Апрель 1952 г.
Один из дней в апреле 1952 года.
Составляем донесения, чтобы отправить их через связную. Завтра мы должны уйти. Селия сидит на полу, поджав ноги и, наклонившись, пишет. Я печатаю на машинке, установленной на подстилке из скрепленных лианами прутьев. Гинто колет дрова. Над погасшим очагом висит горшок с нашим обедом — по кружке рисовой каши, смешанной с «убодом» и сваренной еще до рассвета.
В лесу стрекочут цикады. Мерно журчит ручей в ложбине.
И вдруг частые выстрелы! На одно мгновение мы остолбеневаем. Затем вскакиваем и босиком мчимся к краю спуска, ведущего от барака. Враг проник на вершину горы и спустился оттуда, позади нас, прямо в центр лагеря. Он ведет огонь из пустых бараков. Звуки выстрелов оглушают. Летят комья земли, над головой проносятся куски веток и коры.
Шальная пуля царапнула мне лодыжку. Стремглав мчусь с крутого склона, но оступаюсь. Падаю головой вперед и кувыркаюсь какие-нибудь сто ярдов через кустарники и мелкие деревья. Очки мои разбились. Я лежу в полубессознательном состоянии за большим деревом. Пули впиваются в него.
Смутно чувствую, что Селия также здесь. Она припала к земле рядом со мной, ее лицо почти касается моего. У нее порезана губа, сочится кровь. Единственное, что запечатлевается в моем мозгу в этот момент смятения, — кровь на губе моей жены.
— Я ничего не вижу! — кричу я ей, стараясь перекричать шум стрельбы. — Я не могу идти дальше!
Глядим друг на друга взором, полным любви, жалости и ужаса.
— Я вынуждена оставить тебя! — говорит она в слезах. — Нельзя больше терять время на разговоры.
И я не пытаюсь останавливать ее. Я понимаю ее. Мы пожимаем друг другу руки, а затем она уходит. Моя жена.
Моя жена храбрее и решительнее меня, она настоящая филиппинка, борющаяся за свою страну.
Стрельба наверху стихает, слышу голоса, требующие, чтобы я вышел из укрытия. Не знаю, что произойдет, но все же выхожу из-за дерева. Это мое последнее дерево в лесу.
Стрельба прекратилась.
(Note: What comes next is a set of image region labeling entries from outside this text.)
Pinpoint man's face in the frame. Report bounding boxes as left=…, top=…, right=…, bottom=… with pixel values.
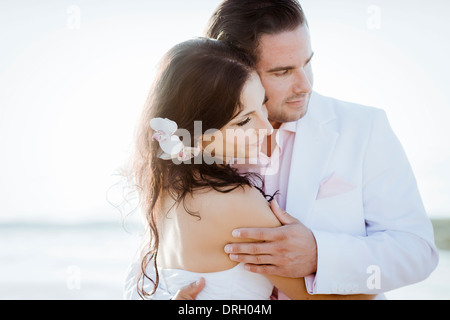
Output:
left=256, top=24, right=313, bottom=128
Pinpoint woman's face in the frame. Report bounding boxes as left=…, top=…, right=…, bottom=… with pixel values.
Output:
left=203, top=72, right=273, bottom=162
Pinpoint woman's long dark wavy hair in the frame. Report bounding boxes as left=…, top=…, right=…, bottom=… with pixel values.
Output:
left=131, top=38, right=272, bottom=298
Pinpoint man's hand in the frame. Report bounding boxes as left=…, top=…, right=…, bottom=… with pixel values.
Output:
left=225, top=200, right=317, bottom=278
left=172, top=278, right=205, bottom=300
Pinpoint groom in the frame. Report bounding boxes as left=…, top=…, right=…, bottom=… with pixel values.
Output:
left=123, top=0, right=438, bottom=299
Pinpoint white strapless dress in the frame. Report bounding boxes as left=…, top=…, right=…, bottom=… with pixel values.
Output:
left=158, top=263, right=273, bottom=300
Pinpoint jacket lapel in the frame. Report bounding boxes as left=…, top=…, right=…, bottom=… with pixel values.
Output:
left=286, top=93, right=339, bottom=222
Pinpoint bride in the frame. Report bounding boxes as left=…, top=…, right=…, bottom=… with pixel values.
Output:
left=127, top=38, right=376, bottom=300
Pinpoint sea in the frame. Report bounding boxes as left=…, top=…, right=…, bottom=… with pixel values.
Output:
left=0, top=222, right=450, bottom=300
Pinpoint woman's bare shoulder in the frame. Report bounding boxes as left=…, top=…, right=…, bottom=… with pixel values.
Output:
left=193, top=186, right=281, bottom=230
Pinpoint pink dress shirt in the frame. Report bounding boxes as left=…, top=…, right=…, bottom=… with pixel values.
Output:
left=235, top=121, right=297, bottom=300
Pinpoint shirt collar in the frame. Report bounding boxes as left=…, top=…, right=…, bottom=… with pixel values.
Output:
left=279, top=121, right=297, bottom=133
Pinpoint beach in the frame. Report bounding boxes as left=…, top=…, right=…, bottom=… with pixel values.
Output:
left=0, top=220, right=450, bottom=300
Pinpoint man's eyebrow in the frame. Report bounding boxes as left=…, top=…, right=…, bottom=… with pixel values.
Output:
left=266, top=52, right=314, bottom=73
left=305, top=52, right=314, bottom=65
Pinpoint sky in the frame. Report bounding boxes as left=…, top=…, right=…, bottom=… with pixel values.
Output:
left=0, top=0, right=450, bottom=222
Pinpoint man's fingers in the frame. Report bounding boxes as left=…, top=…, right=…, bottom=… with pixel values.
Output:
left=270, top=199, right=299, bottom=225
left=244, top=263, right=280, bottom=274
left=229, top=253, right=274, bottom=264
left=172, top=278, right=205, bottom=300
left=232, top=228, right=282, bottom=241
left=224, top=242, right=274, bottom=254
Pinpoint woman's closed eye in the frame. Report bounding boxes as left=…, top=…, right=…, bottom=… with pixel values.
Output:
left=237, top=117, right=251, bottom=127
left=273, top=69, right=289, bottom=77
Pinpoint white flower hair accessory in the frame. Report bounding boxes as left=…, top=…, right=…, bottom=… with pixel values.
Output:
left=150, top=118, right=200, bottom=161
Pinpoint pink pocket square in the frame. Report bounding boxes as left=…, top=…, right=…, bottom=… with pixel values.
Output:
left=316, top=172, right=356, bottom=200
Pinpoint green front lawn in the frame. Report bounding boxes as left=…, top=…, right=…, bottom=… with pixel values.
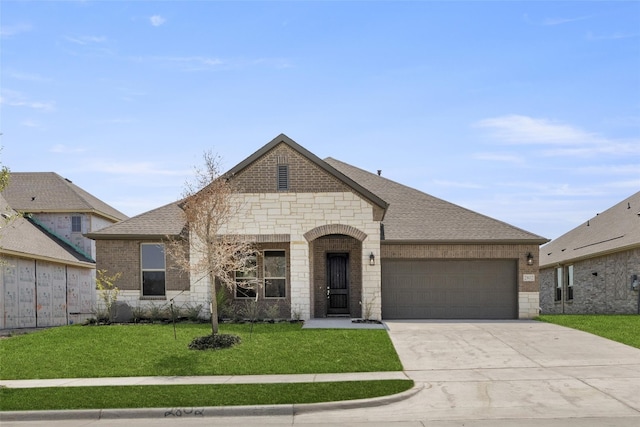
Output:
left=0, top=323, right=402, bottom=379
left=538, top=314, right=640, bottom=348
left=0, top=380, right=413, bottom=411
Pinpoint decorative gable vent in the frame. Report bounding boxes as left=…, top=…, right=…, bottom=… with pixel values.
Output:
left=278, top=165, right=289, bottom=191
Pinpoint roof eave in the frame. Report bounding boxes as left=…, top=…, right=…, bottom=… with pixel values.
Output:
left=83, top=233, right=180, bottom=240
left=540, top=242, right=640, bottom=269
left=16, top=209, right=126, bottom=223
left=380, top=238, right=549, bottom=245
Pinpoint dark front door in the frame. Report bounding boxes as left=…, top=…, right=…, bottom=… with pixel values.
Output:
left=327, top=253, right=349, bottom=314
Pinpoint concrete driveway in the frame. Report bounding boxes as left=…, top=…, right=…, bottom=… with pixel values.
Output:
left=295, top=320, right=640, bottom=426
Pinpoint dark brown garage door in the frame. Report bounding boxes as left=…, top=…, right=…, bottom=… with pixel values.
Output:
left=382, top=259, right=518, bottom=319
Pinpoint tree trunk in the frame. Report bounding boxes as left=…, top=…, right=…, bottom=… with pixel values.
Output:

Взбираюсь вверх с трудом, ожидая, что вот-вот в меня вонзится пуля. Впервые за эти два года вижу тех, против кого мы боремся. Странная борьба вслепую в чаще лесов.
Подобно «хукам», солдаты также одеты как попало. Они разъярены и взволнованны, на лицах затаенный испуг, свойственный людям в бою и скрываемый за криками и жестикуляцией. У края склона меня втаскивают наверх, а затем сбивают с ног, поднимают и вновь кидают наземь. Один из солдат с безумными глазами целится в меня из винтовки. Какой-то сержант отталкивает его, и пуля пролетает мимо. Я не знаю, благодарить ли судьбу за это или нет.
По склону бежит сюда лейтенант. Он поражен, увидев американца. Я называю себя, а он вскрикивает, ликуя. Лейтенант оттесняет от меня солдат, заботливо усаживает на бревно. Он страшно рад. Благодаря мне он получит повышение.
Видимо, я еще не совсем оправился от потрясения, однако ясно отдаю себе отчет в том, что происходит вокруг меня. Стрельба прекратилась. Солдаты несколько утихомирились. Они роются в наших пожитках, вытаскивая все, что представляет ценность. Рядом на земле лежат две мертвые молодые женщины. Одна из них связная. Другая — Патти, жена Луиса Тарука, оставленная на нашем попечении. Меня спрашивают: «Кто это?».
— Не знаю, — говорю я.
Лучше, чтобы они остались теперь неопознанными, подобно всем мертвым деревьям в лесу, где начало и конец сливаются в одно нераздельное целое.